- Hung Liu
In 1991 my San Francisco dealer, Rena Bransten, purchased a painting of mine and donated it to the San José Museum of Art (SJMA). I had been in the Bay Area about a year, a newly hired professor at Mills College in Oakland. Though my career was picking up, museums seemed out of reach to me—I could visit them, but I had no thought of seeing my own works there hanging next to those of so many great and famous artists. When Rena invited me to visit SJMA and see the painting she’d donated, I was pleased but also curious to see what it would look like in an actual museum.
It looked good.
In fact, it looked better than it had in my studio. Called A Tale of Two Women (1991), it depicts a wealthy Chinese woman sitting at a dressing table having her hair brushed by a servant who stands behind her, both women looking into a mirror. In a reversal of mobility, the upper-class woman had tiny bound feet, while the servant’s feet are naturally sized. Somehow, seeing the painting in the Museum formalized the relationship between the two women, the way a shrine might. Their “tale” was clearer too: rich and poor, yes, but also made equal in front of an audience, which suddenly included me.
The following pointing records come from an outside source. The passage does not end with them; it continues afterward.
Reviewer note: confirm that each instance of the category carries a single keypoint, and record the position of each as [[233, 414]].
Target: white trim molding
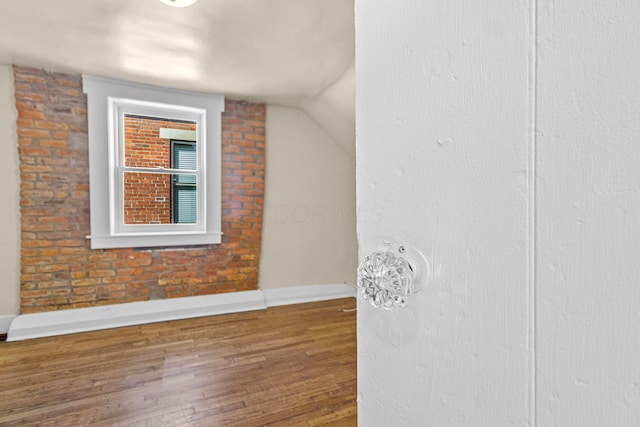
[[5, 322], [38, 325], [302, 294], [52, 323]]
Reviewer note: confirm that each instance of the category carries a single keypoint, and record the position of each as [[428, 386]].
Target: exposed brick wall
[[58, 268], [147, 197]]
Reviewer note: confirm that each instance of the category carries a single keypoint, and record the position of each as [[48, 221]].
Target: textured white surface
[[589, 213], [9, 194], [280, 51], [443, 111], [528, 204]]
A museum frames an artist’s work in elaborate ways—as architecture, in space, socially—setting it apart from the more private, organic processes of the studio and claiming it from the artist’s imagination on behalf of the museum-going public. When I first saw A Tale of Two Women on public view at SJMA I felt I was seeing it for the first time.
But not the last.
Since then, the Museum has continued to collect my works, and now it maintains one of the largest collections in the nation. Of course, I am grateful. More than that, though, I am proud that such an institution has seen fit to collect my works in depth, since a museum is where an artist can see the full range of her practice. Paintings are produced in the studio as mostly a private matter. In a museum they come to life in relation to other art by other artists, and by engaging an increasingly diverse public audience. They find their place in the public imagination.
They are home.
By donating an early painting to the SJMA, Rena started a decades-long gathering of paintings from across my career that, in retrospect, was prescient. Looking back, I know that I am home too.